Given such problems, there has been international movement to end fossil fuel subsidies.  In 2009, the G20 nations agreed to take measures to “eliminate inefficient fossil fuel subsidies”; the G7 made a similar commitment.  The World Trade Organization has also called for an end to such subsidies, as did both the COP26 and COP27 climate conferences.  Yet, 14 years later, fossil fuel subsidies are larger than they were in 2009.  The current approach to fossil fuel subsidy reform (FFSR) is clearly not working.

The reason is that FFSR is regarded as a technical problem.  The ‘best practice’ advice is always the same:

  1. Analyze the nature of subsidies i.e. which fuels are subsidized and by how much and who uses them.
  2. Propose price increases tied to cash transfers.  i.e. bump up the price of the subsidized fuel to something closer to cost, but compensate the poor with some cash 
  3. Change the way that prices are set, i.e. either shift to an automatic formula that keeps prices cost-reflective, or liberalise so that prices are market-driven.

These are not bad things to do – and they can work.  But all too often they fail. Analysis is done – but never acted on.  Reforms are introduced, but quickly reversed after a backlash.  A pricing formula is announced, only for the government to renege on its use soon thereafter.  Liberalization is promised, but never delivered.  History is littered with examples of failed or partial FFSR.  But why do governments behave this way?  The answer lies in the politics of FFSR.

First, subsidy reform generally entails price increases that are deeply unpopular.  Citizens may have good reasons to doubt the promises of their governments that price rises will enable them to provide better services.  Many see it as an abrogation of the social contract.  Price rises are also a gift to the opposition, providing a focal point for protest.  No wonder governments avoid them if they can.

Second, some people make a lot of money from subsidies.  For example, in Nigeria millions of litres of petrol flow across the borders to neighbouring countries, where the prices are much higher.  Those organizing the smuggling have no desire to see fossil fuel subsidy reform – and enough money to fund politicians to oppose it.

Yet most efforts at FFSR have completely ignored the politics!
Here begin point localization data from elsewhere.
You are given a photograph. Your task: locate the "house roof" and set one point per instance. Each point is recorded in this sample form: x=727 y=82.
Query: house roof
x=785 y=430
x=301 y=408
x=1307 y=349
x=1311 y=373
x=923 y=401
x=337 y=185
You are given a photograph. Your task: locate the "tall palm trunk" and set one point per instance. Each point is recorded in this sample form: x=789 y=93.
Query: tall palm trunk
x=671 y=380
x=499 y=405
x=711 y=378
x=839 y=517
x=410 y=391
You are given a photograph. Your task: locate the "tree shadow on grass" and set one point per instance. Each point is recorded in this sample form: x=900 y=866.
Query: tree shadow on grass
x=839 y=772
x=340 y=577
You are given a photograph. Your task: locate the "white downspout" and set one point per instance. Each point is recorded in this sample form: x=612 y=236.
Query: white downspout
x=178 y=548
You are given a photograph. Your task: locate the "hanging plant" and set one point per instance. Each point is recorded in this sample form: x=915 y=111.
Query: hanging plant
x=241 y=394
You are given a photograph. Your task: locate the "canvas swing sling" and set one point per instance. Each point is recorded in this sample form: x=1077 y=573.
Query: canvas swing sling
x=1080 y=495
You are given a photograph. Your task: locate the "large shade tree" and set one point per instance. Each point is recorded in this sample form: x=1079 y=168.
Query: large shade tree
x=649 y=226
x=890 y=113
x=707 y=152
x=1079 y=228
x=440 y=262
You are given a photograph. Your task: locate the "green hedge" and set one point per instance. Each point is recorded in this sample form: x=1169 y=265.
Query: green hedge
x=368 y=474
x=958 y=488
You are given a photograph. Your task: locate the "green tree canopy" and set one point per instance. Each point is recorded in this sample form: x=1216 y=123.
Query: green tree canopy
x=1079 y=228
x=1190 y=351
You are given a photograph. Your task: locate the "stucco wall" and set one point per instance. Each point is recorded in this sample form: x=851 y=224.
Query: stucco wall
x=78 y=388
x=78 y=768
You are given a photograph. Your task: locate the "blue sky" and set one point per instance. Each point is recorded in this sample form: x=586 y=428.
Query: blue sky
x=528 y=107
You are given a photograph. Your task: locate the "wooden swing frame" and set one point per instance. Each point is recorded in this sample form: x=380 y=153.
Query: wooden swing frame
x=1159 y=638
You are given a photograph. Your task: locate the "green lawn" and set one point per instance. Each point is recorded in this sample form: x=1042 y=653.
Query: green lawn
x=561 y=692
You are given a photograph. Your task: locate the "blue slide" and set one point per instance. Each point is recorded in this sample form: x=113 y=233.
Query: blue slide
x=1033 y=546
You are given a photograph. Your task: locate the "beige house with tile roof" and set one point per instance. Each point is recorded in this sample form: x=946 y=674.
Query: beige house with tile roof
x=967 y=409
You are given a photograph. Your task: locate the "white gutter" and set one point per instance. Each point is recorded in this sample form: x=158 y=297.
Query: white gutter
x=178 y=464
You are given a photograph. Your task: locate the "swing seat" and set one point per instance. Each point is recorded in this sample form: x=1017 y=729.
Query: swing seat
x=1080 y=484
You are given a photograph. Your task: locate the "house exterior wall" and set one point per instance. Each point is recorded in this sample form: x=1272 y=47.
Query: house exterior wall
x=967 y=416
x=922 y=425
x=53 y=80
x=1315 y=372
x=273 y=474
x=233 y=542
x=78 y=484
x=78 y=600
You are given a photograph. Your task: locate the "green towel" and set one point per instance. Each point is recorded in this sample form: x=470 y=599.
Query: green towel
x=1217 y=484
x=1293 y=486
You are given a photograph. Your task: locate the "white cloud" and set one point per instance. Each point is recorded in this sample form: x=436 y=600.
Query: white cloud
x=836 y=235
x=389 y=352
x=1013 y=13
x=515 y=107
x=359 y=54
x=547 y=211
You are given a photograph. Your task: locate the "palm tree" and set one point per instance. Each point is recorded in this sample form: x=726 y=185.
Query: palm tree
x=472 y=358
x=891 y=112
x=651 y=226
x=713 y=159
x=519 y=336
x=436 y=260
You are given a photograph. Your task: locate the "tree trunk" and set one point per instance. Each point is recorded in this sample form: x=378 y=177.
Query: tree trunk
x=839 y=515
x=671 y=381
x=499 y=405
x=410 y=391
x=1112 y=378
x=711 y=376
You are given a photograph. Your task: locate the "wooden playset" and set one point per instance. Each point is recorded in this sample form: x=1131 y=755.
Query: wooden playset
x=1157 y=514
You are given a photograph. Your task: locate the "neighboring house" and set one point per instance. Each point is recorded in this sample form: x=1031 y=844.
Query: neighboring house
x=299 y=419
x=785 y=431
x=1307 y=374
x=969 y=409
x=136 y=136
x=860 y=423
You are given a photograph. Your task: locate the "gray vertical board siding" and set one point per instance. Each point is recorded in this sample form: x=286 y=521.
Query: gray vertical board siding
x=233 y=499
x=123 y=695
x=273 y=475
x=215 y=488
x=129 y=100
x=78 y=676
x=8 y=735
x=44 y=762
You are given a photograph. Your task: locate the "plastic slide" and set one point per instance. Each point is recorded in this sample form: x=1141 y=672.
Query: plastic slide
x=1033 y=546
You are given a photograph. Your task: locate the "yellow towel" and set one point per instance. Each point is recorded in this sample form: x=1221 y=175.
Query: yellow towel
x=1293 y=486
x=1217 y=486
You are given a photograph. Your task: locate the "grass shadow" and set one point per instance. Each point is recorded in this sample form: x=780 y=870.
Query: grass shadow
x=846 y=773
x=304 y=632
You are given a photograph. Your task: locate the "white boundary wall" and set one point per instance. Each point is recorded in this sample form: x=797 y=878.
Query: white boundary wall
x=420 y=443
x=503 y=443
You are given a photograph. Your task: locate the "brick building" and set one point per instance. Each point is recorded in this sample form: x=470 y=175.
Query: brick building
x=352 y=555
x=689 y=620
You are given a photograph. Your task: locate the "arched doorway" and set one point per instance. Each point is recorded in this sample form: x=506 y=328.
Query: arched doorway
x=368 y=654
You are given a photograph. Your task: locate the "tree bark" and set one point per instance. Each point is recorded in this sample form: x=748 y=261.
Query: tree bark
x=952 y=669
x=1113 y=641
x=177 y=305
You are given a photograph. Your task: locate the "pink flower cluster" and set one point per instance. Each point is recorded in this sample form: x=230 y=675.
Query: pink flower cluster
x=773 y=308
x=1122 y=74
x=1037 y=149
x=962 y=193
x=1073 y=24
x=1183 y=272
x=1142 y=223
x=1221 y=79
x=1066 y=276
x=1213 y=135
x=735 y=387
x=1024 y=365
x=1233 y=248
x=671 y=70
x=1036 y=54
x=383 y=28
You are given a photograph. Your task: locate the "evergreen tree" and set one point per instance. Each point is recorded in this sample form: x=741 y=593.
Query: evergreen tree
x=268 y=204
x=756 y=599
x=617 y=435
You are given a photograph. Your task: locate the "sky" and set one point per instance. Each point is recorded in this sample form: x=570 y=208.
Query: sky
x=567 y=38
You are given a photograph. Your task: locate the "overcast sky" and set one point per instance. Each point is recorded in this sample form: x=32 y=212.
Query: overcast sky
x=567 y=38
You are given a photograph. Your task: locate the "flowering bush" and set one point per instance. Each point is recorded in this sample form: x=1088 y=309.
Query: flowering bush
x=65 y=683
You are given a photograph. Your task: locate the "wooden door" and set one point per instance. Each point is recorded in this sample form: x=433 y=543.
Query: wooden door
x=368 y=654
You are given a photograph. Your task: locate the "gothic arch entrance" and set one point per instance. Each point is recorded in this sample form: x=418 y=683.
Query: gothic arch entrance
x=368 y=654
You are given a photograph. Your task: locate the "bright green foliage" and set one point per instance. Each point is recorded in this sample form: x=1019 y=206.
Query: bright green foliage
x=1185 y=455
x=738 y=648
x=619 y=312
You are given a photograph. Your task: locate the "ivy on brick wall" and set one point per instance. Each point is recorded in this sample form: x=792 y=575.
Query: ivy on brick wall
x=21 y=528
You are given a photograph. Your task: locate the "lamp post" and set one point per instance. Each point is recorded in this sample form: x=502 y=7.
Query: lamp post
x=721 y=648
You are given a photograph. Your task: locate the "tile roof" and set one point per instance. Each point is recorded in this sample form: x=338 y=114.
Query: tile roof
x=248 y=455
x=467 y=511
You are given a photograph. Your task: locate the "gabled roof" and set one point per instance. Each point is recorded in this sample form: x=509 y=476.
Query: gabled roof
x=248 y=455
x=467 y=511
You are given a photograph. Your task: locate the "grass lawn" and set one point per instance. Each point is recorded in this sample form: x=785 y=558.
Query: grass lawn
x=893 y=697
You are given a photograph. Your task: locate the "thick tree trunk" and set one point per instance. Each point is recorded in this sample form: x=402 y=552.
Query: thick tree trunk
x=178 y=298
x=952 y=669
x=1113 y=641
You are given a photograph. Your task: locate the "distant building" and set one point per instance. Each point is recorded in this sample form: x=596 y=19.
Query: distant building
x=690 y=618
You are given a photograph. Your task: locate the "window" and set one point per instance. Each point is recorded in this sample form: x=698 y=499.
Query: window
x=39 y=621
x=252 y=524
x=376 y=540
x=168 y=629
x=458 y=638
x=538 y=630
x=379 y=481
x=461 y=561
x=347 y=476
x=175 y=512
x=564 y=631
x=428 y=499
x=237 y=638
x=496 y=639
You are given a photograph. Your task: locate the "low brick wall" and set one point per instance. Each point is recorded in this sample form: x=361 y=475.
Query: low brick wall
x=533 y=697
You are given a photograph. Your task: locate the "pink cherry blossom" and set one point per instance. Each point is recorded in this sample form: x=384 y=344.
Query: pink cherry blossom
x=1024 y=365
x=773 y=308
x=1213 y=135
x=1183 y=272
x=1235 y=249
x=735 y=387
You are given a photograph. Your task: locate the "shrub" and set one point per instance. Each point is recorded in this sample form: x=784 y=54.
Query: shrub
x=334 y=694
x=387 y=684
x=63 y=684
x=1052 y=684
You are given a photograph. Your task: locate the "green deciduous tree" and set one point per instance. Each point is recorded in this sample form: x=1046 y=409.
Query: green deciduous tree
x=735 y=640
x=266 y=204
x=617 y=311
A brilliant new (Open Access) book by someone with no qualms about self-promotion argues for a much more politically savvy approach to FFSR, drawing on recent lessons about Thinking and Working Politically.  It argues for a rather different, three step approach to reform:

  1. Analyse the politics

There are endless reports analyzing the technical aspects of fossil fuel subsidies in different countries, but far less rigorous analysis of the politics of reform.  Doing so could help reformers and external actors support change in a more politically savvy way.

  • Compensate … but make sure you include key non-poor groups

When reform is planned, donors focus overwhelmingly on protecting the poor.  That is important – but it is not only the poor that vote.  Politically feasible reforms have to provide benefits to groups that may not be the poorest, but whose interests must be taken into account.

  • Have a vision

Successful reformers construct politically attractive ‘offers’ in return for FFSR.  For example, President Joko Widodo in Indonesia used the savings from an earlier subsidy reform to deliver free health and education to millions.  FFSR has to be part of something bigger that has real political salience in each context.

To have any chance of averting catastrophic climate change, we should all be putting our hands up for higher fossil fuel prices for consumers (but not producers). Yet prices are kept down by fossil fuel subsidies that damage the environment and divert money away from development.  Taking a politically- informed approach to FFSR could enable external actors to more effectively support local champions to end fossil fuel subsidies for the long-term benefit of all.